Friday, January 31, 2020

New Release: NTS 2018

We are pleased to inform you that the following product is now available.

National Travel Survey (NTS) 2018

The National Travel Survey was developed to fully replace the Travel Survey of Residents of Canada (record number 3810) and replace the Canadian resident component of the International Travel Survey (record number 3152). The National Travel Survey collects information about the domestic and international travel of Canadian residents.

The National Travel Survey, sponsored by Statistics Canada, aims to measure the characteristics and the economic impact of the tourism activities of Canadian residents. The objectives of the survey are to provide information about the number of trips and expenditures by Canadian residents by trip origin, destination, duration, type of accommodation used, trip reason, mode of travel, etc.; to provide information on travel incidence and to provide the socio-demographic profile of travellers and non-travellers. From a macroeconomic point of view, the NTS measures the domestic and international tourism demand by Canadian residents.


New Release: ITS 2017

We are pleased to inform you that the following product is now available.
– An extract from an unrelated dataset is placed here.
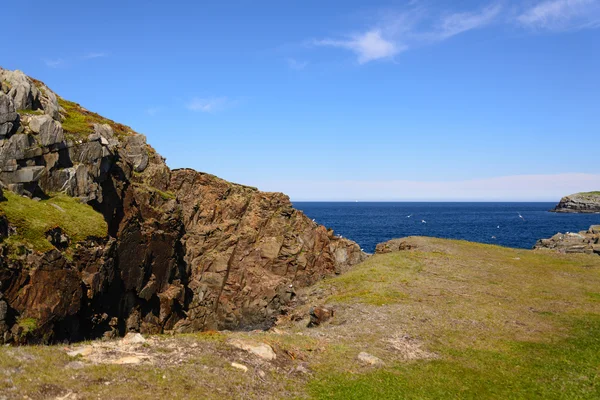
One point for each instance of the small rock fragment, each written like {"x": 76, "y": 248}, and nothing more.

International Travel Survey (ITS) 2017

The electronic questionnaires (e-questionnaires) and Air Exit Survey (AES) are components of the International Travel Survey (ITS) together with the Frontier Counts (record number 5005). It is an ongoing survey conducted by Statistics Canada since 1972 to meet the requirements of the Balance of Payments (BOP) of the Canadian System of National Accounts. The survey provides a full range of statistics on international travellers (visitors to Canada and Canadian residents returning to Canada), including detailed characteristics of their trips such as expenditures, activities, places visited and length of stay.

In addition to fulfilling BOP requirements, the information collected in the questionnaires is used by the Tourism Satellite Account (TSA), Canada Border Services Agency (CBSA), Destination Canada, provincial tourism agencies, the United States Department of Commerce, the OECD, banks, investment companies, other private sector industries and independent researchers. The information is also used for reporting to international organizations such as the World Tourism Organization (WTO), the Organization for Economic Co-operation and Development (OECD) and the Pacific-Asia Travel Association (PATA).

The AES started in the year 2000 for overseas visitors and in the year 2011 for U.S. visitors. The primary objective of the AES is to improve the quality and reliability of trip and traveller estimates for foreign air travellers to Canada, from major and emerging markets.

The e-questionnaire component of the survey began in 2013, with the distribution of invitation cards to travellers (Canadian, American, and Overseas) who have entered at one of 137 designated Canadian ports of entry. The mail-back questionnaires were last used in 2014.

EFT:  /MAD_PUMF_FMGD_DAM/Root/3152_ITS_EVI/2017/ 

Tuesday, January 28, 2020

CCHS variable CCS_185


I have a researcher working with multiple years of the CCHS (2007-2008 to 2015-2016) and a question has arisen - please see his message below:

In the CCHS documentation item CCS_185 (last time to have colonoscopy or sigmoidoscopy); the response options include both a time range of "5 TO < 10YEARS" and another time range of "5 YEARS OR MORE". These options should not be mutually exclusive (although they are presented in the dataset as such). Do you have any explanation for this? 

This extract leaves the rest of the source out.